Identify the $A$ and $B$ in the following reaction. $C{H_3} - CH = C{H_2}\xrightarrow{{HBr}}A\xrightarrow{{KOH\,\,acl}}B$

Answer 1

According to the Saytzeff rule, in dehydrogenation reaction, the preferred product is that alkene which has the greater number of alkyl groups attached to the doubly bonded carbon atoms. This implies that base induced elimination $\left( {{E_2}} \right)$ will lead predominantly.

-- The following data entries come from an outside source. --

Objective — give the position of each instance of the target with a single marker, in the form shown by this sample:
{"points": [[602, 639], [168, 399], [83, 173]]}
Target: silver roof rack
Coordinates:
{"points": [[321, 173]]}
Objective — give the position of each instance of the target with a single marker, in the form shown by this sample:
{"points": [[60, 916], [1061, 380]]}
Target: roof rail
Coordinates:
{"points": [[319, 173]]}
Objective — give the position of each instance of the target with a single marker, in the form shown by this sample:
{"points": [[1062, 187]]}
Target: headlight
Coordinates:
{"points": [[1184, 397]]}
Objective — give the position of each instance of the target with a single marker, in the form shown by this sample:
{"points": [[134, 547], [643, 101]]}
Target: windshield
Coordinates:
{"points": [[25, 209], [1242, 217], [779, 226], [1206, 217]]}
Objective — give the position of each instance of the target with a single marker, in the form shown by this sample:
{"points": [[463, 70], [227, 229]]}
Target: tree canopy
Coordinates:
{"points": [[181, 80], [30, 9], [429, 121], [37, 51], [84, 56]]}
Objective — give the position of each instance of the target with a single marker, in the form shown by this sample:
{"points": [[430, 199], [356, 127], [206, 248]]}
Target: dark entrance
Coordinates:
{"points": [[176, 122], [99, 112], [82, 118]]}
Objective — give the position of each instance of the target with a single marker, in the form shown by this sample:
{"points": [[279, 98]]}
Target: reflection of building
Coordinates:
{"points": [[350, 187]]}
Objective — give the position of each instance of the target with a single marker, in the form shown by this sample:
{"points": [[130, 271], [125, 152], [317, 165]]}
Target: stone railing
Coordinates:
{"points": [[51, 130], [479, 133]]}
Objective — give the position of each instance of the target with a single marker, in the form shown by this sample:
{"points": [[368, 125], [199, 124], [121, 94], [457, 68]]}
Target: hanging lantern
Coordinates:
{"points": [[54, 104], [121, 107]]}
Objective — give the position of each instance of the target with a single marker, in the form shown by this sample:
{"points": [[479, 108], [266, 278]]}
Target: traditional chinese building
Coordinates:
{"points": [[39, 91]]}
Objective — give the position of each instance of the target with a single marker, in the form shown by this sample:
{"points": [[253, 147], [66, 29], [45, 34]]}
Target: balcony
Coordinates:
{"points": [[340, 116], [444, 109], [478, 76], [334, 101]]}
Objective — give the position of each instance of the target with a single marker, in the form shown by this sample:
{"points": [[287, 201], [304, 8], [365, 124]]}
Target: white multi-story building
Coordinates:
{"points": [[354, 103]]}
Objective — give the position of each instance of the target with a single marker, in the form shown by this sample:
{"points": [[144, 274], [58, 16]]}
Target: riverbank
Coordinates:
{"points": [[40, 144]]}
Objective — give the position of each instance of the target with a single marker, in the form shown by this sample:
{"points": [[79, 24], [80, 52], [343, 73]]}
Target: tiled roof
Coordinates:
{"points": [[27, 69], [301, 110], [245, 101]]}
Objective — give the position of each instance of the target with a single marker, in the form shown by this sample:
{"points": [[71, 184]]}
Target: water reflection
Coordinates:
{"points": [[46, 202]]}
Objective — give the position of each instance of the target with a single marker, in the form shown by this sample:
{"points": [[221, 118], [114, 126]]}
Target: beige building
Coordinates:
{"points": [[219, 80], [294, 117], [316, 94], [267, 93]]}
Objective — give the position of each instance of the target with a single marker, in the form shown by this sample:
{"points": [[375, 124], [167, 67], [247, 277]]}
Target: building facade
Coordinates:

Complete step by step answer:
In the given reaction we have to find out $A$ and $B$ which can be determine in multi steps
In step$1$: pro-1-ene $\left( {C{H_3} - CH = C{H_2}} \right)$ react with hydrogen bromide $\left( {HBr} \right)$it undergoes addition reaction and give 1-bromopropane $\left( {C{H_3} - C{H_2} - C{H_2} - Br} \right)$ . The formation of 2-bromopropane is due to anti markovnikov rule (according to anti markovnikov rule bromide ion $\left( {\mathop {Br}\limits^ \bullet } \right)$ goes to that carbon atom which has more number of hydrogen).
In step 2: 1-Bromopropane $\left( {C{H_3} - C{H_2} - C{H_2} - Br} \right)$ reacts with alcoholic potassium hydroxide$\left( {KOH\,acl} \right)$ it undergoes dehydrohalogenation reaction and gives pro-1-ene $\left( {C{H_3} - CH = C{H_2}} \right)$.In this reaction alcoholic potassium hydroxide (Alcoholic $KOH$ is more strong base, then aqueous. It is used for preparation alkenes from alkyl halides) act as a reducing agent, it reduces bromopropane to pro-1-ene. This is because removable hydrogen from $\beta -$ carbon and halides from $\alpha -$ carbon atoms in the presence of $acl.\,KOH$result in the formation of alkenes. This reaction is known as $\beta -$ elimination reaction.

Note:
$\beta -$Elimination (beta-elimination), a chemical reaction in which atoms or groups are lost from adjacent atoms resulting in formation of a new pi-bond.
Saytzeff’s rule, According to this rule although alkene synthesis leads to form more than one product, the more substituted alkene is the major product.
$HBr$ Breaks into free radicals because the electronegativity of hydrogen and bromine atoms are similar there the charge is partially separated on them in the presence of peroxide.